Indeed, Billy was one of the pioneers of country dancing in Ulster - given that this followed on from the showband boom, of which Billy was very much an integral part in this part of the world.

Norman Borland, meanwhile, has a new album on offer, and this talented singer certainly knows how to put a song over.

He has been around for a while, but he still brings his own inimitable style into play when he is on stage.

While there are several new faces on the country scene right now, the older hands obviously have no intention of throwing in the towel - and thank goodness for that.

Audiences taking a big shine to Shane

When Shane Owens hit the high spots with Walking on the Waves, which was voted one of the Irish country hits of last year, it was thought that he might have difficulty in achieving a follow-up of similar appeal.

But the talented artist has produced another surprise with Shiny Eyes, a haunting, catchy song that has propelled him even further into the spotlight.

It's a song which has instant appeal, and the personable Shane is hoping that it proves his passport to more success in the leading dancing venues.
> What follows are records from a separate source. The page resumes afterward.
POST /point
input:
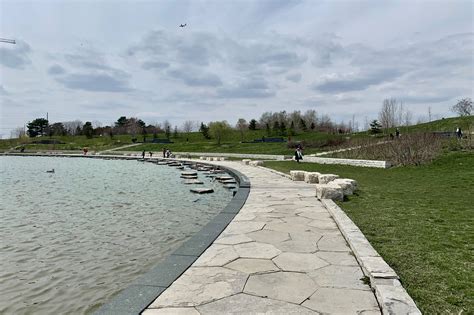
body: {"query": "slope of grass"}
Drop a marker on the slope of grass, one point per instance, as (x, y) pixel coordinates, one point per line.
(421, 220)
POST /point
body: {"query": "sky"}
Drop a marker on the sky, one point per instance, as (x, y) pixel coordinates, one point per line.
(99, 60)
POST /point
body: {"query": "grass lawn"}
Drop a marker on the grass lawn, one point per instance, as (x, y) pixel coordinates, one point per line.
(421, 220)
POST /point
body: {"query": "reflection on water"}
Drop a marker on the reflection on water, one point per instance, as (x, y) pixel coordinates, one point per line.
(71, 239)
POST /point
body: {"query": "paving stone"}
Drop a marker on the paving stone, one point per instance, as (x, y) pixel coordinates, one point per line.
(284, 286)
(314, 213)
(333, 243)
(302, 262)
(216, 255)
(302, 246)
(247, 304)
(257, 250)
(338, 258)
(340, 277)
(268, 236)
(243, 227)
(249, 266)
(199, 285)
(341, 301)
(233, 239)
(244, 216)
(171, 311)
(324, 224)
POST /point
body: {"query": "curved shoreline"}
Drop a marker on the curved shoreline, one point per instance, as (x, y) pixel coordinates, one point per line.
(144, 290)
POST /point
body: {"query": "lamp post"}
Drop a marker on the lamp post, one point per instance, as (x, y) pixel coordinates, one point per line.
(9, 41)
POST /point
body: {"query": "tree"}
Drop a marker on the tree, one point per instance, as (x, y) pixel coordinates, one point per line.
(388, 113)
(219, 129)
(204, 129)
(463, 107)
(375, 127)
(57, 129)
(241, 126)
(37, 127)
(87, 129)
(253, 124)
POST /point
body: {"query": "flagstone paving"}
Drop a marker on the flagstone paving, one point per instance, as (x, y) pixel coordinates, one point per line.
(282, 254)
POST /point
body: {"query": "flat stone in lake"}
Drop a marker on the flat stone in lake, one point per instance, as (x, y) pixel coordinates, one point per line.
(202, 190)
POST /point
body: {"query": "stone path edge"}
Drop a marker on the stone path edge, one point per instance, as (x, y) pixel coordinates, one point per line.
(390, 294)
(142, 292)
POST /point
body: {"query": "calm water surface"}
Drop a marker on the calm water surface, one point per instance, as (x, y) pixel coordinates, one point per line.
(72, 239)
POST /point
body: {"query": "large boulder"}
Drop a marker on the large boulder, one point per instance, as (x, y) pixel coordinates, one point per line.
(311, 177)
(326, 178)
(348, 185)
(297, 175)
(329, 191)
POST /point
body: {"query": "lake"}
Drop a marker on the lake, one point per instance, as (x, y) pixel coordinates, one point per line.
(72, 239)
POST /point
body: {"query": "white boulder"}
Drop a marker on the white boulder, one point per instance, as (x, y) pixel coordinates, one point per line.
(329, 191)
(311, 177)
(297, 175)
(326, 178)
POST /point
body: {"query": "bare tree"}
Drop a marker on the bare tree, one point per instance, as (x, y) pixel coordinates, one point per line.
(188, 126)
(463, 107)
(18, 132)
(387, 115)
(72, 126)
(241, 126)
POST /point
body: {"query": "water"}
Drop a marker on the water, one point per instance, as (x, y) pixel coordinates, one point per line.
(71, 239)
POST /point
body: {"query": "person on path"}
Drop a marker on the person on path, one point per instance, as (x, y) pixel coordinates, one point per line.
(298, 154)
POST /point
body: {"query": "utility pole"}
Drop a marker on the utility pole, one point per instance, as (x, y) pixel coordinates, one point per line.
(9, 41)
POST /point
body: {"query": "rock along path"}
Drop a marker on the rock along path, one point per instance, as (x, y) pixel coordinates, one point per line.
(282, 254)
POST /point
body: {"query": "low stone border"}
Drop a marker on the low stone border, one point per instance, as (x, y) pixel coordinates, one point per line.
(392, 297)
(352, 162)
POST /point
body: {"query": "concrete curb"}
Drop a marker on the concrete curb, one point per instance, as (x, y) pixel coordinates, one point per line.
(391, 296)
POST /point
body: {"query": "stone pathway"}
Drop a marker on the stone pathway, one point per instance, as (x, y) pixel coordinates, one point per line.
(282, 254)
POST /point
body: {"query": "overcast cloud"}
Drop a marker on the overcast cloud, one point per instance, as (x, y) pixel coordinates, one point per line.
(102, 60)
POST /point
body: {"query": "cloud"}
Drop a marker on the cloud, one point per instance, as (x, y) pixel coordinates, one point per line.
(56, 69)
(195, 78)
(295, 77)
(357, 82)
(155, 65)
(16, 56)
(252, 88)
(100, 82)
He is already booked to appear at two major weekend festivals next month, and should Shiny Eyes continue to stay on the airwaves, he could find himself in much greater demand.

"I was hoping to get a follow-up to Walking on the Waves, and I consider myself fortunate to have fallen on Shiny Eyes," says Shane. "I liked it the minute I heard it. Obviously, I am hoping it does well."

Along with his talented band, Shane has just finished a busy summer and is facing another frantic spell.

Next month, he is due to appear at a festival organised by Paddy O'Brien, one of the pioneers of country music weekends.

"I'm looking forward to playing for Paddy, who has been involved in country music for a long time," says Shane.

"He is regarded as one of the gentlemen of the business, and he certainly is doing his bit to keep the flag flying."